Beyond the ball fields: Hayatt Ali helps launch the state's first health park
Hayatt Ali stand in front of Clark Park on Detroit's southwest side, where the state's first health park will launch later this month.
Hayatt Ali looks out across a city park and sees more than ball fields and tennis courts. He sees a mechanism for a city’s continued revival.
The University of Michigan-Dearborn senior is an intern with Healthy Detroit this summer and will help launch the state’s first health park. The park will serve as a hub for preventative health activities—including yoga, workout machines, a farmer’s market, free meals for kids, screenings and immunizations, and health classes—and will begin operating later this month at Clark Park on the city’s southwest side.

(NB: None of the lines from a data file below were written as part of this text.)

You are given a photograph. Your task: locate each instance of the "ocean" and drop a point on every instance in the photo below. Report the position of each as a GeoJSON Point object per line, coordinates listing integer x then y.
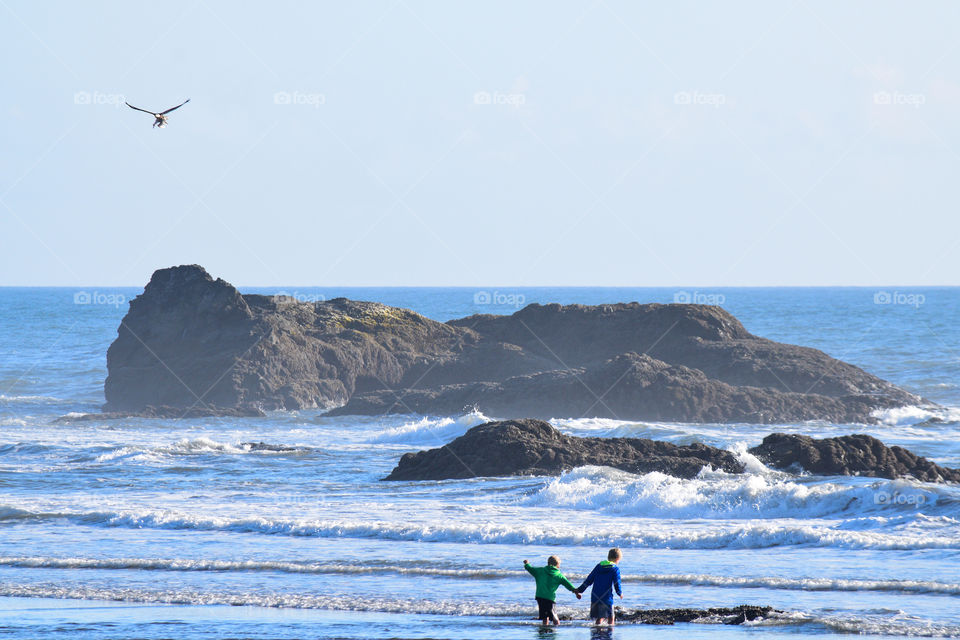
{"type": "Point", "coordinates": [154, 528]}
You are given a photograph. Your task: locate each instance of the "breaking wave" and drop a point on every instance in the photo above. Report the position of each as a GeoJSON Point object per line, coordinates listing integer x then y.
{"type": "Point", "coordinates": [739, 496]}
{"type": "Point", "coordinates": [334, 568]}
{"type": "Point", "coordinates": [431, 431]}
{"type": "Point", "coordinates": [941, 533]}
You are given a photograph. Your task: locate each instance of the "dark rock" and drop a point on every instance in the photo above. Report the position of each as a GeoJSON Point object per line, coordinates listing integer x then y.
{"type": "Point", "coordinates": [719, 615]}
{"type": "Point", "coordinates": [636, 385]}
{"type": "Point", "coordinates": [534, 447]}
{"type": "Point", "coordinates": [853, 455]}
{"type": "Point", "coordinates": [190, 342]}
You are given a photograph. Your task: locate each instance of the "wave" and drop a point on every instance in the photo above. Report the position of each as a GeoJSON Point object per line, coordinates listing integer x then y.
{"type": "Point", "coordinates": [199, 446]}
{"type": "Point", "coordinates": [277, 600]}
{"type": "Point", "coordinates": [432, 431]}
{"type": "Point", "coordinates": [28, 399]}
{"type": "Point", "coordinates": [320, 568]}
{"type": "Point", "coordinates": [714, 494]}
{"type": "Point", "coordinates": [911, 415]}
{"type": "Point", "coordinates": [883, 623]}
{"type": "Point", "coordinates": [656, 535]}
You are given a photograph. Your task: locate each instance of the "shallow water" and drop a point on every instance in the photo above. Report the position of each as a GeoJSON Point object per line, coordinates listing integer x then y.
{"type": "Point", "coordinates": [162, 528]}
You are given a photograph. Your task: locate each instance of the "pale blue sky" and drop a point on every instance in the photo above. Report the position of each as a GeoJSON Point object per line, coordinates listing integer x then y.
{"type": "Point", "coordinates": [625, 143]}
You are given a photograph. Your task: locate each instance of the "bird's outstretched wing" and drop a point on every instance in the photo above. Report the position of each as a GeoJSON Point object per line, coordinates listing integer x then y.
{"type": "Point", "coordinates": [176, 107]}
{"type": "Point", "coordinates": [138, 108]}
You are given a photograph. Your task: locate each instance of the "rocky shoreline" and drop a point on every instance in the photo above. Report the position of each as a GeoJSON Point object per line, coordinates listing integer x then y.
{"type": "Point", "coordinates": [190, 343]}
{"type": "Point", "coordinates": [535, 447]}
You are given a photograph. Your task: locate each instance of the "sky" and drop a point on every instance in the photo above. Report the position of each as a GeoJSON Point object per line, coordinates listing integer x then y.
{"type": "Point", "coordinates": [408, 143]}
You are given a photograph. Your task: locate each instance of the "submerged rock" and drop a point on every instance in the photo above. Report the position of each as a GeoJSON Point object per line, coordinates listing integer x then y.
{"type": "Point", "coordinates": [720, 615]}
{"type": "Point", "coordinates": [192, 342]}
{"type": "Point", "coordinates": [535, 447]}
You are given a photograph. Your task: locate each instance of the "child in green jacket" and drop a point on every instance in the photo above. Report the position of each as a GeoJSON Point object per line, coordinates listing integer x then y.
{"type": "Point", "coordinates": [548, 580]}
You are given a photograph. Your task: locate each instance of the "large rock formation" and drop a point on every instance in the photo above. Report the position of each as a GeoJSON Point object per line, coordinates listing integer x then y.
{"type": "Point", "coordinates": [534, 447]}
{"type": "Point", "coordinates": [853, 455]}
{"type": "Point", "coordinates": [192, 343]}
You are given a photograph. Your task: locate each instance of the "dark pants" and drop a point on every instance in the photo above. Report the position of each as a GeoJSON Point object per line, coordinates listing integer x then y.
{"type": "Point", "coordinates": [546, 609]}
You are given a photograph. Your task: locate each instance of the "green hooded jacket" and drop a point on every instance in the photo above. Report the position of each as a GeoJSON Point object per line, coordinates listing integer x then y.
{"type": "Point", "coordinates": [548, 579]}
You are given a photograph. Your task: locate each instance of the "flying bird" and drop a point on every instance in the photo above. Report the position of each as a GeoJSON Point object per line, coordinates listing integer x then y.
{"type": "Point", "coordinates": [161, 118]}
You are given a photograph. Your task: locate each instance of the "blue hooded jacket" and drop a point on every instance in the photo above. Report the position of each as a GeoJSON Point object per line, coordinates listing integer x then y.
{"type": "Point", "coordinates": [605, 579]}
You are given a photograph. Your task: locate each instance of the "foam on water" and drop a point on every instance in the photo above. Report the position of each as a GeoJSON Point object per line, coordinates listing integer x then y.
{"type": "Point", "coordinates": [191, 446]}
{"type": "Point", "coordinates": [911, 415]}
{"type": "Point", "coordinates": [643, 534]}
{"type": "Point", "coordinates": [430, 430]}
{"type": "Point", "coordinates": [893, 622]}
{"type": "Point", "coordinates": [718, 495]}
{"type": "Point", "coordinates": [335, 568]}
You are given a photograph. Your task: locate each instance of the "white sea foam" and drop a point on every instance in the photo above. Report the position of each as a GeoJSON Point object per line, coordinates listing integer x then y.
{"type": "Point", "coordinates": [188, 446]}
{"type": "Point", "coordinates": [720, 495]}
{"type": "Point", "coordinates": [881, 623]}
{"type": "Point", "coordinates": [300, 567]}
{"type": "Point", "coordinates": [28, 399]}
{"type": "Point", "coordinates": [910, 415]}
{"type": "Point", "coordinates": [647, 534]}
{"type": "Point", "coordinates": [431, 431]}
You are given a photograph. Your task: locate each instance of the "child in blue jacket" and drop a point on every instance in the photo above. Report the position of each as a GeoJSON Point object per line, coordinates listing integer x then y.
{"type": "Point", "coordinates": [605, 579]}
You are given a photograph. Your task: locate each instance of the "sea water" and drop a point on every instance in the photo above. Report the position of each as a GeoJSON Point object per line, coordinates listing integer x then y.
{"type": "Point", "coordinates": [156, 528]}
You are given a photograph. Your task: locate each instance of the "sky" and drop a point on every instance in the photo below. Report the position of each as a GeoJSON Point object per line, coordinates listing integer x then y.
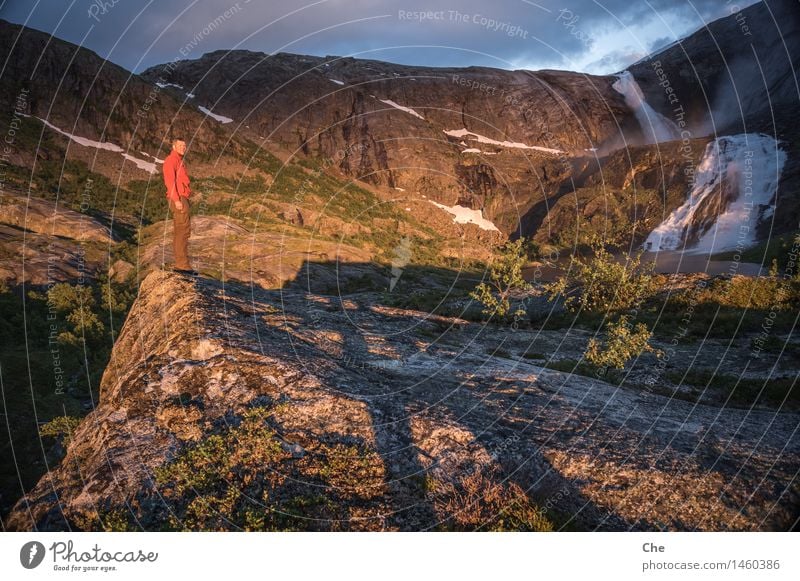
{"type": "Point", "coordinates": [589, 36]}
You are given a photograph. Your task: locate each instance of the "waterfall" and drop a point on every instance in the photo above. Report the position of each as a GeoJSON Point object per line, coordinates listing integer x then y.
{"type": "Point", "coordinates": [734, 188]}
{"type": "Point", "coordinates": [655, 127]}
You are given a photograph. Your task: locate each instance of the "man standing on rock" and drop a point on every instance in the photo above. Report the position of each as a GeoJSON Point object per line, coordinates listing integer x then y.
{"type": "Point", "coordinates": [177, 181]}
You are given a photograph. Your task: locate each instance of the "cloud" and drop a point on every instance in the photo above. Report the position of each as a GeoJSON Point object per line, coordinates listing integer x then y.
{"type": "Point", "coordinates": [504, 34]}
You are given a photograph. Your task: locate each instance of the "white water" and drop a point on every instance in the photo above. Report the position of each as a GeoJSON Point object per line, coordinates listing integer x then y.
{"type": "Point", "coordinates": [655, 127]}
{"type": "Point", "coordinates": [751, 165]}
{"type": "Point", "coordinates": [462, 215]}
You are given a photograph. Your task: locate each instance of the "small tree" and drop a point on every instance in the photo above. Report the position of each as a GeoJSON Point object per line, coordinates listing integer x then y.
{"type": "Point", "coordinates": [623, 342]}
{"type": "Point", "coordinates": [505, 275]}
{"type": "Point", "coordinates": [604, 284]}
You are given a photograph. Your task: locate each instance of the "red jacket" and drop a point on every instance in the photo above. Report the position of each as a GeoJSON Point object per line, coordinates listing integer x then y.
{"type": "Point", "coordinates": [175, 177]}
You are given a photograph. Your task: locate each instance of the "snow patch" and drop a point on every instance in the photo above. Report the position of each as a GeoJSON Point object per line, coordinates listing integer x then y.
{"type": "Point", "coordinates": [462, 215]}
{"type": "Point", "coordinates": [84, 141]}
{"type": "Point", "coordinates": [406, 109]}
{"type": "Point", "coordinates": [482, 139]}
{"type": "Point", "coordinates": [743, 172]}
{"type": "Point", "coordinates": [147, 166]}
{"type": "Point", "coordinates": [220, 118]}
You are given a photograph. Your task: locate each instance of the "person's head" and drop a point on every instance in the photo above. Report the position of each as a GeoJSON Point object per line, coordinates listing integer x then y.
{"type": "Point", "coordinates": [179, 146]}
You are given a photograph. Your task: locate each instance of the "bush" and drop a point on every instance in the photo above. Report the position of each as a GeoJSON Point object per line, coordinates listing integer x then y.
{"type": "Point", "coordinates": [60, 427]}
{"type": "Point", "coordinates": [603, 284]}
{"type": "Point", "coordinates": [505, 275]}
{"type": "Point", "coordinates": [623, 342]}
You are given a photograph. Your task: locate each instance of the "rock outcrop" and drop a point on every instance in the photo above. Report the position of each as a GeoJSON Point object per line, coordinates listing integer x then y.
{"type": "Point", "coordinates": [448, 435]}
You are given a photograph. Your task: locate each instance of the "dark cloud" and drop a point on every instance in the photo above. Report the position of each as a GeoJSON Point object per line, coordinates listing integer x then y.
{"type": "Point", "coordinates": [507, 33]}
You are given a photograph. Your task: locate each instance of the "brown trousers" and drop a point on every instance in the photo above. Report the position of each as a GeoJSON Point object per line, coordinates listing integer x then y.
{"type": "Point", "coordinates": [181, 226]}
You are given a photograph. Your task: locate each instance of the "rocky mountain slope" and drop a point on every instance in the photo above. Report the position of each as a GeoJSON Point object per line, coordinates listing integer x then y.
{"type": "Point", "coordinates": [469, 136]}
{"type": "Point", "coordinates": [737, 75]}
{"type": "Point", "coordinates": [433, 432]}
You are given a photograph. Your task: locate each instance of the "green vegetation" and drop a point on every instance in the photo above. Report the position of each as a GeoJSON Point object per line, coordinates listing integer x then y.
{"type": "Point", "coordinates": [54, 347]}
{"type": "Point", "coordinates": [505, 276]}
{"type": "Point", "coordinates": [60, 427]}
{"type": "Point", "coordinates": [603, 284]}
{"type": "Point", "coordinates": [623, 342]}
{"type": "Point", "coordinates": [741, 390]}
{"type": "Point", "coordinates": [482, 501]}
{"type": "Point", "coordinates": [243, 478]}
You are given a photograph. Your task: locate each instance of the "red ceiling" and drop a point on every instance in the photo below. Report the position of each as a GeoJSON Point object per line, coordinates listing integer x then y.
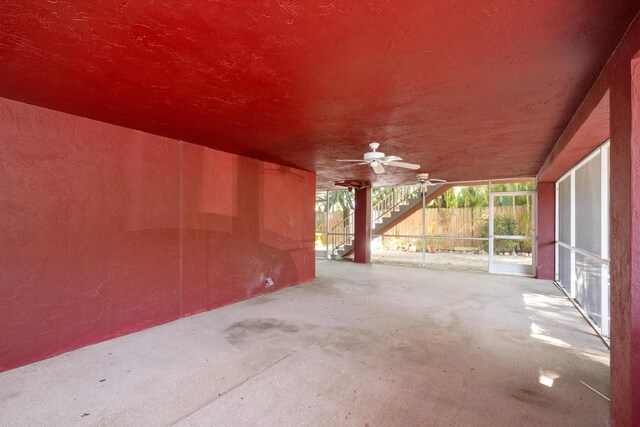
{"type": "Point", "coordinates": [469, 89]}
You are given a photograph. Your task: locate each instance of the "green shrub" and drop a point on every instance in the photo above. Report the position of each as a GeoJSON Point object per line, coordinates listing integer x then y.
{"type": "Point", "coordinates": [502, 226]}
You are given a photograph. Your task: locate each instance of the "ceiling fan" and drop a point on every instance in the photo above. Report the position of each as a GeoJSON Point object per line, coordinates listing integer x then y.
{"type": "Point", "coordinates": [377, 160]}
{"type": "Point", "coordinates": [424, 181]}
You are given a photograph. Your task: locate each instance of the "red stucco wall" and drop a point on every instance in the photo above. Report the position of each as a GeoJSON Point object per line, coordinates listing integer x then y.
{"type": "Point", "coordinates": [546, 231]}
{"type": "Point", "coordinates": [105, 230]}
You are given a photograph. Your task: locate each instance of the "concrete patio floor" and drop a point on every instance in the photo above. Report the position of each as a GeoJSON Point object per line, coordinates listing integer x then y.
{"type": "Point", "coordinates": [361, 345]}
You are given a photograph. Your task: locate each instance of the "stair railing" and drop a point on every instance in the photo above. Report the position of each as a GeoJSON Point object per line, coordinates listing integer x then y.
{"type": "Point", "coordinates": [398, 197]}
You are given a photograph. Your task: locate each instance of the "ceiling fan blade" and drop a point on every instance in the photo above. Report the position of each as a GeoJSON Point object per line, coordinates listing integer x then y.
{"type": "Point", "coordinates": [354, 164]}
{"type": "Point", "coordinates": [377, 167]}
{"type": "Point", "coordinates": [387, 159]}
{"type": "Point", "coordinates": [404, 165]}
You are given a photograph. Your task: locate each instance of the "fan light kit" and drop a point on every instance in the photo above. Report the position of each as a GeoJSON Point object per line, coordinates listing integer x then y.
{"type": "Point", "coordinates": [377, 160]}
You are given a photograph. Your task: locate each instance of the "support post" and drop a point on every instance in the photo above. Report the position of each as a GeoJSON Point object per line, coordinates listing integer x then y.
{"type": "Point", "coordinates": [625, 243]}
{"type": "Point", "coordinates": [545, 230]}
{"type": "Point", "coordinates": [362, 231]}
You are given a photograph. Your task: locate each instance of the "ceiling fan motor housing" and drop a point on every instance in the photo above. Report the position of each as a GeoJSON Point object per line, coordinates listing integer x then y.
{"type": "Point", "coordinates": [373, 155]}
{"type": "Point", "coordinates": [422, 177]}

“We know the best way to treat sickness and disease is through preventative measures, and that’s what Healthy Detroit advocates,” said Ali, who is studying biological science and health policy. “We’re excited to be part of Detroit’s revitalization and to be able to do so through healthy means.”
As the nonprofit’s health park coordinator, Ali works with organizations interested in offering services at the park and with volunteers ready to participate in the work.
He was on hand last month when Healthy Detroit hosted a community service day at Clark Park. The event brought together volunteers from Clark Park Coalition, Detroit Recreation Department, ACCESS and AmeriCorps Urban Safety Project. On the agenda that day? Clean up the park and begin working on the outdoor fitness center and volleyball court.
“The energy is great. The community has been really supportive, and we have tons of partners who want to be a part of what we’re doing,” he said.
Ali sees the work he’s doing this summer as a stepping stone toward a career in public health. He plans to enroll in a master’s degree program following commencement next year before looking for a full-time position.
He secured the internship through Juliette Roddy, chair of the College of Education, Health, and Human Services’ new Department of Health and Human Services.
“When Hayatt approached me about securing an internship, I knew that Healthy Detroit and the Clark Park effort would be perfect for him. I had just seen Healthy Detroit’s CEO Nicholas Mukhtar speak at a Detroit Wayne County Health Authority event. Hayatt’s talent, focus and energy are similar to Nick’s,” said Roddy.
Roddy encourages other students who want to make an impact on the health of the region to contact her within the College of Education Health and Human Services.
“We have exciting new Public Health and Community Health Education degrees and can connect students with internship opportunities that allow them to contribute and participate in real change,” Roddy said.
Healthy Detroit’s Clark Park health park will run every Saturday, June 28-September 13, from 8 a.m.-5 p.m.